Never had Mrs. Lister had to endure so much of her society. She "ran in" in the mornings; she called with a quiet Cora in the afternoons, and with a still more silent Dr. Scott in the evenings. Always she inquired for Richard. Sometimes she asked outright; again she pretended to see him just vanishing round the corner of the hall. She thought he was not well; she was afraid that he practiced too much and took too little physical exercise; she wondered what he meant to do with himself in the fall. Walter, she was thankful to say, had had no difficulty in deciding upon a life-work.

Presently Mrs. Lister invited Cora to supper and Cora came gladly, prettily dressed and ready with her little fund of small talk. It seemed as though all the pleasant characteristics which had been left out of Mrs. Scott's nature had been given her daughter. Mrs. Lister thought that she had never seen her so sweet.

That Richard was quite unlike himself was clear to every one. He answered in monosyllables; he did not address Cora except in general conversation; he teased no one, not even 'Manda who waited for some comment upon her biscuit; and after supper, rising suddenly, he pleaded an engagement and went away. His mother was stricken numb and dumb, his father looked astonished, and Cora's eyes expressed not so much amazement as cruel pain.

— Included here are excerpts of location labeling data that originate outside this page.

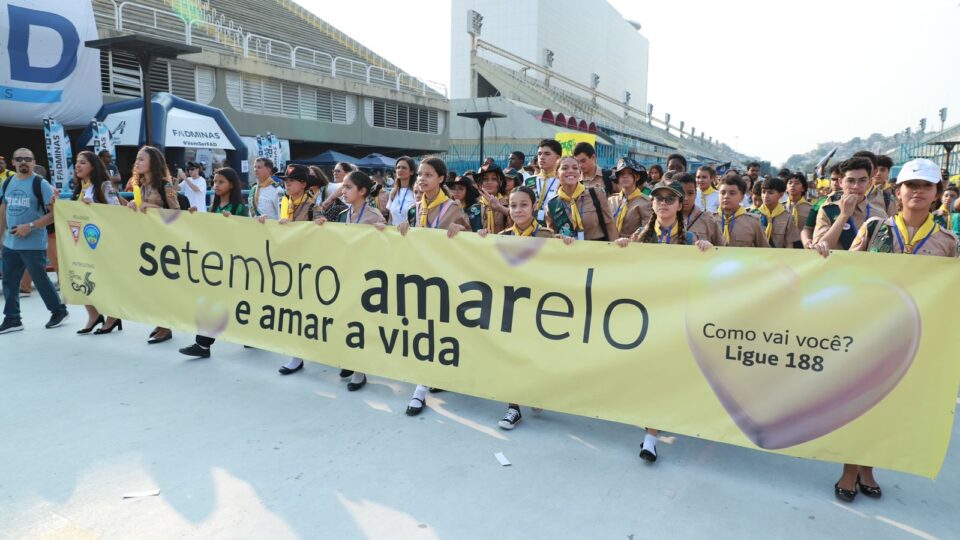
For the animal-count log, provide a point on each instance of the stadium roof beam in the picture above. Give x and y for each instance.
(146, 49)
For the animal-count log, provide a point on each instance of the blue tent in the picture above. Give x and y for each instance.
(326, 159)
(177, 124)
(377, 161)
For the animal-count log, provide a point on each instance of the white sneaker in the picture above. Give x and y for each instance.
(511, 419)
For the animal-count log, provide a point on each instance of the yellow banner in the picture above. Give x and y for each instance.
(569, 140)
(846, 359)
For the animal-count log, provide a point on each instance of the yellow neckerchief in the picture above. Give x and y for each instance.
(546, 188)
(488, 211)
(947, 214)
(285, 206)
(770, 214)
(624, 203)
(922, 233)
(425, 207)
(793, 209)
(727, 225)
(673, 231)
(137, 195)
(529, 231)
(572, 201)
(703, 195)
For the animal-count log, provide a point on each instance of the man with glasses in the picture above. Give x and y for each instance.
(25, 211)
(839, 221)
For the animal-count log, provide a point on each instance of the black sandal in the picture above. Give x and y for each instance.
(873, 492)
(413, 411)
(845, 495)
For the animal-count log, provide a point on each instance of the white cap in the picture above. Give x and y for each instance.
(920, 169)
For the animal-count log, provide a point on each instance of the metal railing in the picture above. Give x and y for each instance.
(217, 34)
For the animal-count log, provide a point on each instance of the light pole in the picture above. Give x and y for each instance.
(481, 117)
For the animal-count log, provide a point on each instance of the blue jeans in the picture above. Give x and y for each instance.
(15, 261)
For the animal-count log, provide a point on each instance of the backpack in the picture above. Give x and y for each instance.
(37, 193)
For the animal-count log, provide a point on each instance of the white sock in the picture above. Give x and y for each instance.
(421, 394)
(650, 443)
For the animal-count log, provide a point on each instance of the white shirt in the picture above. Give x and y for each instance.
(552, 185)
(400, 205)
(268, 201)
(713, 201)
(198, 199)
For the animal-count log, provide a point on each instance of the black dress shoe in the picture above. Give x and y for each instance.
(196, 350)
(870, 491)
(845, 495)
(284, 370)
(90, 328)
(353, 387)
(413, 411)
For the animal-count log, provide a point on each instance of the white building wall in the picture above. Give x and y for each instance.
(586, 37)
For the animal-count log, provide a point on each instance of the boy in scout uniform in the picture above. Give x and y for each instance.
(777, 223)
(838, 221)
(739, 228)
(630, 207)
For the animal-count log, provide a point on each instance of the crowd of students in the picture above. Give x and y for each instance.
(566, 197)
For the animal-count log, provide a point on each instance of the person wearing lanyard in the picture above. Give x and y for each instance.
(912, 231)
(227, 201)
(402, 198)
(357, 189)
(434, 210)
(666, 226)
(701, 223)
(546, 183)
(522, 201)
(494, 215)
(577, 212)
(91, 184)
(739, 228)
(631, 208)
(839, 221)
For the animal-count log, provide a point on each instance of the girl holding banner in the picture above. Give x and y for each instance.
(152, 188)
(91, 184)
(665, 227)
(577, 212)
(357, 189)
(913, 231)
(402, 198)
(523, 200)
(435, 210)
(227, 201)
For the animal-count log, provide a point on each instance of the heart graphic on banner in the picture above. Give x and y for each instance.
(516, 250)
(874, 324)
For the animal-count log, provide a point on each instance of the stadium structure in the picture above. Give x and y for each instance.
(272, 66)
(506, 58)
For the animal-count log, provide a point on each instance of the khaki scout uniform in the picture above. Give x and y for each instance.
(704, 226)
(745, 231)
(831, 210)
(877, 235)
(638, 213)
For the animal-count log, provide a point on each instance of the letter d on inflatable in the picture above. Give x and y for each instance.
(45, 70)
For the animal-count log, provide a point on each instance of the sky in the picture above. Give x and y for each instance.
(770, 79)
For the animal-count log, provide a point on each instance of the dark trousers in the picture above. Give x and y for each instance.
(15, 262)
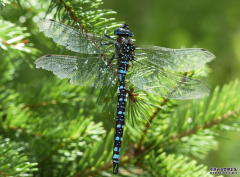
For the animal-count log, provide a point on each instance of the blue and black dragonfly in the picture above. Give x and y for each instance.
(109, 60)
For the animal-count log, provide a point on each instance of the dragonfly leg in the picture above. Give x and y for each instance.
(110, 61)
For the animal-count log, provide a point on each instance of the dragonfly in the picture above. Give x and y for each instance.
(108, 62)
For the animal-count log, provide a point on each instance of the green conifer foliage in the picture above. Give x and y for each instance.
(51, 128)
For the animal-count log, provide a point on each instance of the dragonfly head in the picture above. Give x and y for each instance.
(123, 30)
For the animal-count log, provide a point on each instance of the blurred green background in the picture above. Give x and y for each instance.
(213, 25)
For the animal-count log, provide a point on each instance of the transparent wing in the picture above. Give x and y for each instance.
(168, 85)
(90, 71)
(74, 39)
(180, 60)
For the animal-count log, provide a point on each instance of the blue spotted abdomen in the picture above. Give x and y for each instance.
(122, 71)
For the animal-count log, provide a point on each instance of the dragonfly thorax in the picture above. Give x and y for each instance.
(125, 48)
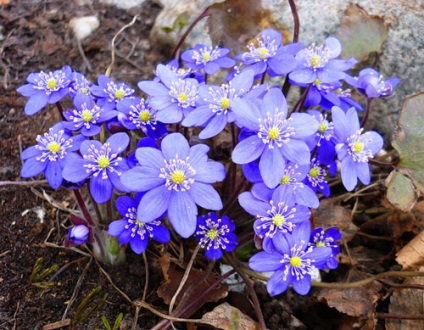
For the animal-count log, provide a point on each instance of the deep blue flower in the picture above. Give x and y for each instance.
(276, 138)
(214, 108)
(172, 96)
(108, 93)
(102, 164)
(274, 217)
(78, 234)
(50, 155)
(320, 237)
(215, 234)
(208, 59)
(370, 83)
(175, 179)
(130, 230)
(319, 62)
(45, 88)
(353, 147)
(269, 55)
(87, 117)
(292, 261)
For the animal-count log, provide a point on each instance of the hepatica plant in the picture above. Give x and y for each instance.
(146, 155)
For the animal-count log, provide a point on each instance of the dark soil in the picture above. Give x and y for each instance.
(37, 37)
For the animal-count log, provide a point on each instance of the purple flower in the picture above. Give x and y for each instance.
(211, 60)
(270, 55)
(50, 155)
(292, 261)
(45, 88)
(175, 179)
(274, 217)
(78, 234)
(327, 238)
(275, 139)
(130, 230)
(87, 116)
(353, 147)
(108, 93)
(215, 235)
(318, 62)
(214, 108)
(173, 96)
(370, 83)
(101, 163)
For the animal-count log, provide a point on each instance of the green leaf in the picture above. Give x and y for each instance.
(400, 191)
(361, 34)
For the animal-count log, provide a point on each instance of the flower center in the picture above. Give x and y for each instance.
(224, 103)
(285, 179)
(322, 128)
(182, 97)
(206, 56)
(51, 83)
(357, 147)
(212, 234)
(103, 162)
(263, 52)
(316, 61)
(314, 172)
(53, 147)
(178, 176)
(273, 133)
(87, 116)
(119, 94)
(145, 116)
(278, 220)
(295, 261)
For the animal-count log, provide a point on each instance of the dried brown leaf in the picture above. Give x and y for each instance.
(412, 254)
(228, 317)
(407, 302)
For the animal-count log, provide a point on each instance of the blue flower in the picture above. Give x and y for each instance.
(269, 55)
(353, 147)
(108, 93)
(275, 138)
(173, 96)
(320, 237)
(130, 230)
(87, 116)
(371, 84)
(319, 62)
(211, 60)
(215, 234)
(274, 217)
(101, 163)
(292, 261)
(45, 88)
(214, 108)
(78, 235)
(50, 155)
(175, 179)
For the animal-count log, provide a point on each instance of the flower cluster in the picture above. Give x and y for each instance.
(164, 181)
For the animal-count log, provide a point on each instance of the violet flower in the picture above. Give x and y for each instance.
(45, 88)
(292, 261)
(215, 235)
(176, 179)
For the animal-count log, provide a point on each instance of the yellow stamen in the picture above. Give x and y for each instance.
(224, 103)
(145, 116)
(278, 220)
(177, 177)
(53, 147)
(103, 162)
(295, 261)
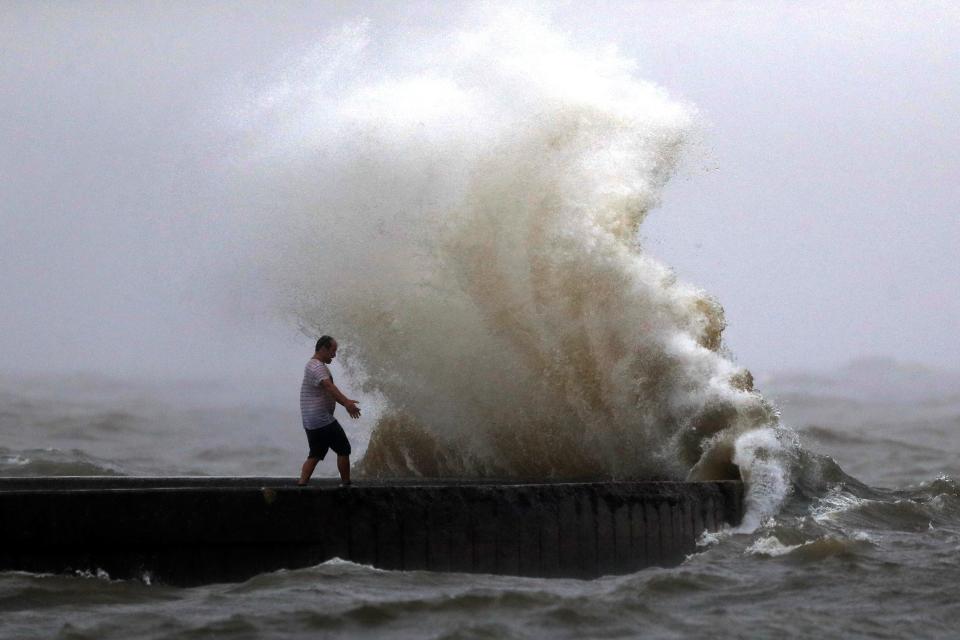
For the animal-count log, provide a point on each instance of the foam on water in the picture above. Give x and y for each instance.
(466, 224)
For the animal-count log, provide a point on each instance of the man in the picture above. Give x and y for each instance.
(318, 398)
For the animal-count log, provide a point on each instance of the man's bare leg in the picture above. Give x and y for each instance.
(307, 470)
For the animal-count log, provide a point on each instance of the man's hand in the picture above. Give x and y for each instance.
(352, 408)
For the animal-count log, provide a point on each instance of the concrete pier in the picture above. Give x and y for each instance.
(197, 530)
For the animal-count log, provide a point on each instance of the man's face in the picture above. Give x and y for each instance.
(327, 354)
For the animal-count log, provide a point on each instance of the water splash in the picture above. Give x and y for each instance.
(466, 221)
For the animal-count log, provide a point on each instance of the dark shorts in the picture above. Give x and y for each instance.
(328, 437)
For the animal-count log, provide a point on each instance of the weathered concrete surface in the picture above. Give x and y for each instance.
(196, 530)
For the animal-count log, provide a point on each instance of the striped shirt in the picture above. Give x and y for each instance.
(316, 403)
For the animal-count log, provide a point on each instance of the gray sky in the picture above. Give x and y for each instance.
(822, 211)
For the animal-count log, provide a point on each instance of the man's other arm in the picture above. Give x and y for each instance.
(348, 404)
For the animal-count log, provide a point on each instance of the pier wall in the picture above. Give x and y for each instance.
(196, 530)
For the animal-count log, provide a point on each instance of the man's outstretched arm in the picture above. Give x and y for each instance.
(348, 404)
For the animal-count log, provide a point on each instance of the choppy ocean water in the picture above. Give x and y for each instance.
(871, 552)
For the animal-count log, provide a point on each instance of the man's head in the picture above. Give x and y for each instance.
(326, 349)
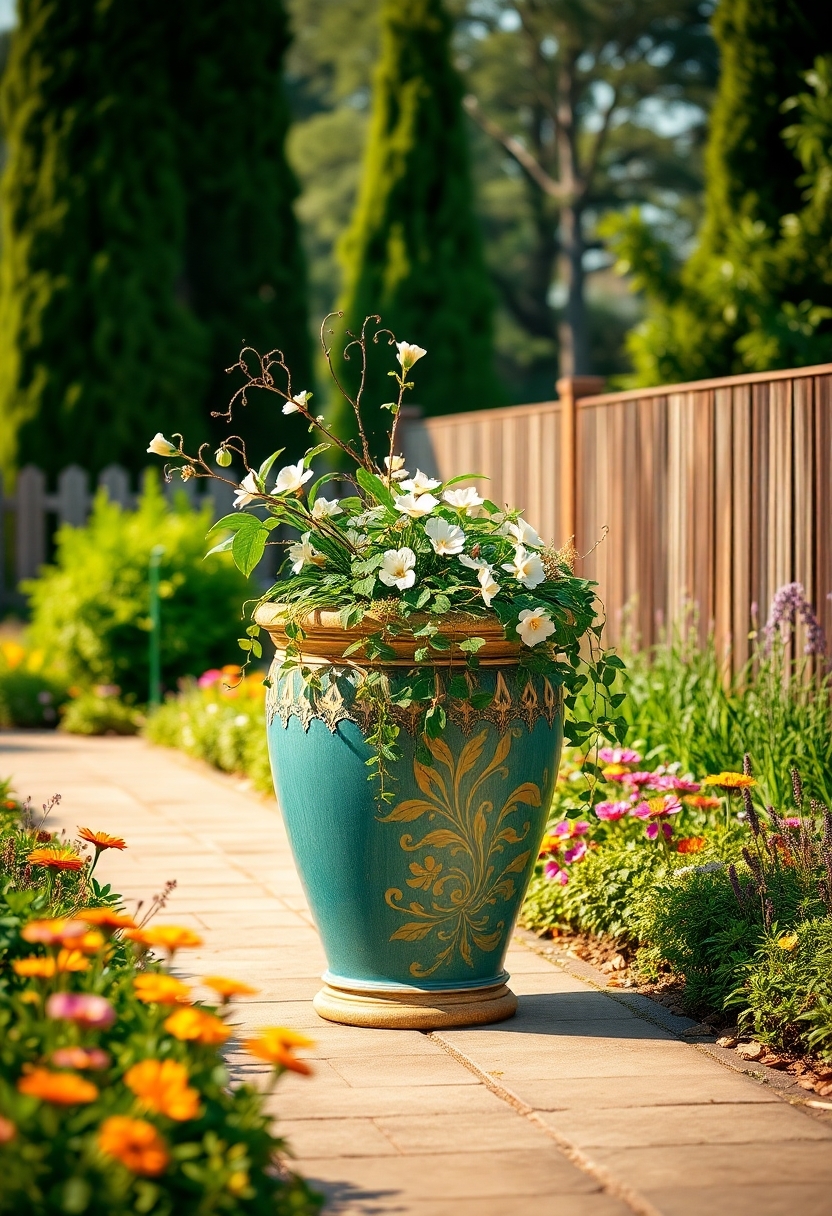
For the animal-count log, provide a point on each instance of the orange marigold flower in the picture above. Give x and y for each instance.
(80, 1058)
(107, 918)
(276, 1046)
(101, 839)
(35, 967)
(56, 859)
(168, 936)
(158, 989)
(691, 844)
(730, 781)
(57, 932)
(72, 961)
(197, 1025)
(701, 801)
(61, 1088)
(135, 1143)
(162, 1086)
(228, 989)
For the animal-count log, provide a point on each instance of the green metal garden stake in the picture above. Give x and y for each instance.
(155, 692)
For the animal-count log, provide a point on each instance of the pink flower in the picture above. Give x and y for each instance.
(82, 1007)
(551, 870)
(577, 853)
(657, 808)
(618, 755)
(652, 831)
(612, 810)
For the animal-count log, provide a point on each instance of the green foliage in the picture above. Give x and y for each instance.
(93, 714)
(414, 251)
(223, 724)
(684, 705)
(90, 609)
(786, 996)
(147, 221)
(219, 1155)
(757, 293)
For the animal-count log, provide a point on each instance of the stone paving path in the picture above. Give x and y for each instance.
(577, 1107)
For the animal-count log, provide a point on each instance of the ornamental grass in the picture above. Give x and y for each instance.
(114, 1097)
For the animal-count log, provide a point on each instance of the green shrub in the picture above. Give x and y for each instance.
(90, 609)
(220, 720)
(786, 998)
(94, 714)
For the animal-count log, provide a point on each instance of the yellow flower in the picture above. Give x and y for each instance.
(157, 989)
(276, 1046)
(162, 1086)
(196, 1025)
(168, 936)
(730, 781)
(56, 859)
(107, 918)
(61, 1088)
(101, 839)
(228, 989)
(135, 1143)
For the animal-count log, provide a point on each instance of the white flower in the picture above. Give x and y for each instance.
(162, 446)
(395, 467)
(488, 586)
(534, 626)
(420, 484)
(302, 553)
(298, 400)
(527, 568)
(247, 490)
(291, 478)
(322, 508)
(447, 539)
(369, 517)
(522, 532)
(397, 569)
(357, 539)
(465, 500)
(409, 354)
(415, 505)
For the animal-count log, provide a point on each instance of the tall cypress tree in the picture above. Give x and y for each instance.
(147, 223)
(243, 257)
(97, 345)
(414, 253)
(755, 292)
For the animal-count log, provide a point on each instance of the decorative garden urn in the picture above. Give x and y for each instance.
(415, 898)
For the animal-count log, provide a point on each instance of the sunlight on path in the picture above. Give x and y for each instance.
(575, 1107)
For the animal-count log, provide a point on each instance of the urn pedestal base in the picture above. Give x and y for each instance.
(411, 1009)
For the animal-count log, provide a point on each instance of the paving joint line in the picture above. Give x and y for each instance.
(607, 1181)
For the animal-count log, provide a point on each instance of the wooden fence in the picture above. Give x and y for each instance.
(34, 511)
(718, 491)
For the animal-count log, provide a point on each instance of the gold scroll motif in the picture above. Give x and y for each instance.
(464, 873)
(287, 697)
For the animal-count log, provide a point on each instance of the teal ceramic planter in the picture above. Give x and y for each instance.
(416, 899)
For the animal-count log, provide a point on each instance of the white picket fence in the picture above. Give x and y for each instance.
(35, 511)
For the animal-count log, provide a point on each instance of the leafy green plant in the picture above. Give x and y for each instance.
(91, 713)
(90, 608)
(218, 719)
(409, 564)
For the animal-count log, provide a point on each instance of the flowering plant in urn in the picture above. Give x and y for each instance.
(404, 551)
(432, 637)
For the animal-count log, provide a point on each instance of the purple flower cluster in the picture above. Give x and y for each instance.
(790, 602)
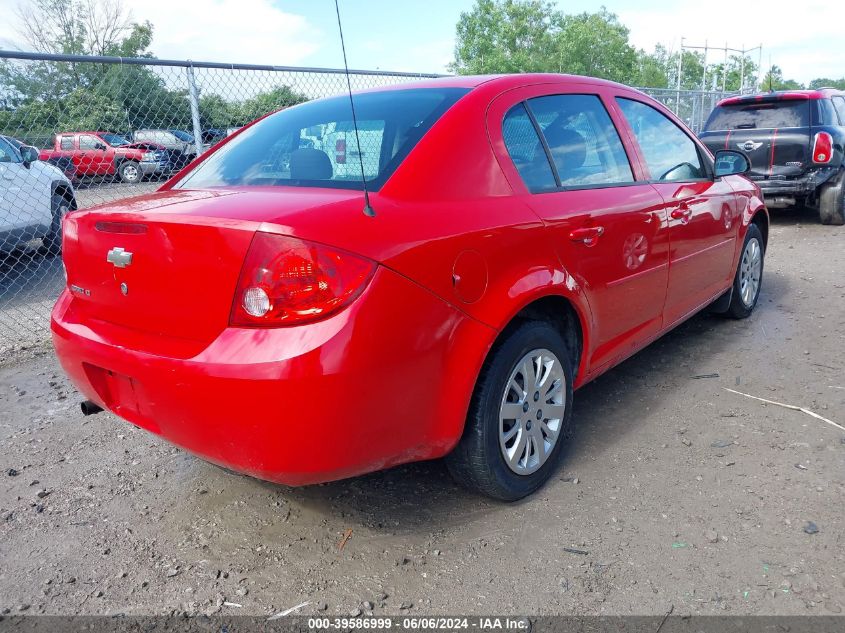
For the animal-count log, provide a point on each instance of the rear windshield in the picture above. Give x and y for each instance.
(314, 144)
(748, 116)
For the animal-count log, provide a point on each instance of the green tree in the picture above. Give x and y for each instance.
(823, 82)
(595, 44)
(510, 36)
(507, 36)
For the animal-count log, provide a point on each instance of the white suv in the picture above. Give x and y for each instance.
(34, 196)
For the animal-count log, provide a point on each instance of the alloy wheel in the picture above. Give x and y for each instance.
(750, 271)
(532, 411)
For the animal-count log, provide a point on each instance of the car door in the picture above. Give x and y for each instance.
(703, 211)
(608, 228)
(94, 157)
(22, 198)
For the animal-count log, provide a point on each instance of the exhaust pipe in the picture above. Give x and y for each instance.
(89, 408)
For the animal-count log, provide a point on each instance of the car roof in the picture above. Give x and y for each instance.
(504, 82)
(782, 95)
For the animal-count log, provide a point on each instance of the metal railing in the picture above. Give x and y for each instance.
(159, 113)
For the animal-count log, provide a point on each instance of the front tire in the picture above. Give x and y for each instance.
(749, 275)
(832, 202)
(519, 417)
(130, 172)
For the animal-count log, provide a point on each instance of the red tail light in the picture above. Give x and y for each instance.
(823, 148)
(340, 151)
(288, 281)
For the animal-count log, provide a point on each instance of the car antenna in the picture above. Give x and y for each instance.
(368, 210)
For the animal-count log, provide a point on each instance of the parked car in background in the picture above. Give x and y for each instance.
(172, 139)
(795, 141)
(524, 234)
(63, 163)
(103, 154)
(169, 161)
(34, 197)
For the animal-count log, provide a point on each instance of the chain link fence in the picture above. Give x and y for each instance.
(105, 129)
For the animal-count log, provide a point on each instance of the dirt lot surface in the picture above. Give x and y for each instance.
(672, 492)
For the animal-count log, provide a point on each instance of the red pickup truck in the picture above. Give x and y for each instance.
(105, 154)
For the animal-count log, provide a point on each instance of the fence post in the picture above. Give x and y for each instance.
(193, 96)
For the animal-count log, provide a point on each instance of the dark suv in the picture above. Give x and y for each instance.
(795, 141)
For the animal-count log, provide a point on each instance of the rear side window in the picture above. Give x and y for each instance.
(769, 114)
(315, 145)
(584, 145)
(825, 113)
(526, 151)
(839, 105)
(89, 142)
(669, 153)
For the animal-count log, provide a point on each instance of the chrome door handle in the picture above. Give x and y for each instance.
(587, 235)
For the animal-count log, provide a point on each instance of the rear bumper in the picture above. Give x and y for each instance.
(804, 185)
(383, 382)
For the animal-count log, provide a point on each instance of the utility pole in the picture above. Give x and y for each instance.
(678, 82)
(193, 96)
(706, 48)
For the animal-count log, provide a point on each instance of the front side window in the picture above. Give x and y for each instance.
(669, 153)
(115, 140)
(315, 144)
(90, 142)
(583, 143)
(526, 151)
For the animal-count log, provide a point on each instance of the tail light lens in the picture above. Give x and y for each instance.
(823, 148)
(288, 281)
(340, 151)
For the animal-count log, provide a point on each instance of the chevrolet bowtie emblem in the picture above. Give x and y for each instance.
(119, 257)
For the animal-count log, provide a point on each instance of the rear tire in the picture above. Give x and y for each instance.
(506, 457)
(832, 202)
(749, 275)
(130, 172)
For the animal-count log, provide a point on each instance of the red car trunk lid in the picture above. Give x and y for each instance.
(168, 275)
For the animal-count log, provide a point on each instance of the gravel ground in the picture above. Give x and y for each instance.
(673, 492)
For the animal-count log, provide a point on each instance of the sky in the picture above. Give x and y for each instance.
(803, 38)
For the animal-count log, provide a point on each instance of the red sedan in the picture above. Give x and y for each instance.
(523, 235)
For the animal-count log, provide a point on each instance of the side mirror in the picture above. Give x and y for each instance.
(29, 155)
(730, 162)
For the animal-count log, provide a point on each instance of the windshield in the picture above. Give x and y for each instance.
(314, 144)
(772, 114)
(182, 136)
(115, 140)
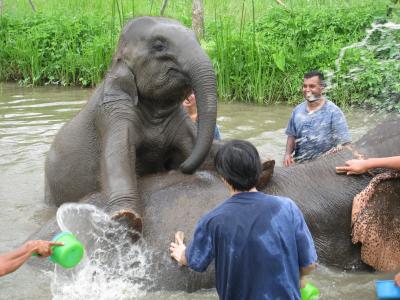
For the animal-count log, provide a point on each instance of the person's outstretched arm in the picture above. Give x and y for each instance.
(290, 144)
(360, 166)
(11, 261)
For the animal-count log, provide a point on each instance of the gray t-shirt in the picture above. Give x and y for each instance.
(317, 132)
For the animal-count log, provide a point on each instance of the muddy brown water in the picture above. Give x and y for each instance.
(29, 119)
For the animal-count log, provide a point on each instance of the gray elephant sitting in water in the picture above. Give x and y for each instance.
(134, 124)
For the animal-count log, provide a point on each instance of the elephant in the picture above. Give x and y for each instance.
(134, 123)
(176, 201)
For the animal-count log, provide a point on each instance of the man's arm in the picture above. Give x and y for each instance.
(360, 166)
(178, 249)
(11, 261)
(199, 253)
(290, 144)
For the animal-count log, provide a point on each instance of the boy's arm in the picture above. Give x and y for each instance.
(11, 261)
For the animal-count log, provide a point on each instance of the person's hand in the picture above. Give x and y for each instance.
(288, 160)
(354, 166)
(178, 249)
(397, 279)
(43, 248)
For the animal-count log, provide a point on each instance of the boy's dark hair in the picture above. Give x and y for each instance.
(239, 164)
(314, 73)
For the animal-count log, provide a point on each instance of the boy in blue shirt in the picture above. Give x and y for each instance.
(260, 243)
(316, 125)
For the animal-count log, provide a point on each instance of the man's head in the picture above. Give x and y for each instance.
(238, 163)
(313, 85)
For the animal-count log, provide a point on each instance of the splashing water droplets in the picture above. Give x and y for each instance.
(384, 30)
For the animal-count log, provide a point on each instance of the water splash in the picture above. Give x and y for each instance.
(114, 267)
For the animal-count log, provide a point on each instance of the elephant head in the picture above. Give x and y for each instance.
(159, 62)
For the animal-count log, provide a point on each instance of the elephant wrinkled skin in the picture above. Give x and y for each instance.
(134, 123)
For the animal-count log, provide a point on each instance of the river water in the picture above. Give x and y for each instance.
(29, 119)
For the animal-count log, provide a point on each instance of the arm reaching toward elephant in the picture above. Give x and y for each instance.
(360, 166)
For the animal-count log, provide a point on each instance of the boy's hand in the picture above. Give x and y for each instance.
(353, 167)
(178, 249)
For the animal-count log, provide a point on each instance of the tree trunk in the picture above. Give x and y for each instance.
(33, 6)
(198, 18)
(163, 7)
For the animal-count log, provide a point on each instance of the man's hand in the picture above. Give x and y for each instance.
(178, 249)
(353, 167)
(288, 160)
(43, 248)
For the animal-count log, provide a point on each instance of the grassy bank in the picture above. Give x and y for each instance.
(259, 54)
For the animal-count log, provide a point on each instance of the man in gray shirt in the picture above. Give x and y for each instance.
(316, 125)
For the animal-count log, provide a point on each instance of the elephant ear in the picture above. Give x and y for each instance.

"Why, Richard!" cried Mrs. Lister.

But Richard was gone.

It was Cora who recovered most quickly. Dr. Lister blinked for a second before answering the question which she promptly put to him, first with amazement at Richard, then in sympathy with her evident astonishment and pain, then at her question. She inquired about the politics of modern Italy, and in a second, he answered her as carefully as he would have answered her father. Was she interested in modern Italy? Cora even managed a little laugh as she answered that it was the interesting look of Italy on the map which had always attracted her. She paid Dr. Lister a pretty compliment about his teaching at which he flushed with pleasure and carried her off to the library. If poor Cora wilted a little after her first instinctive flash in her own defense, he did not observe, so absorbed was he in showing her his books.

Both Dr. and Mrs. Lister walked across the campus with her when it was time to go home, her little figure proceeding straight and slender between them. She now talked about nothing, though she spoke steadily in a high, clear voice. When they reached the porch, she did not invite them to come in.

From her sitting-room Mrs. Scott asked where Richard was.

"He's—"for an instant little Cora meant to say, "Richard didn't come in"; then she proceeded composedly into the bright light.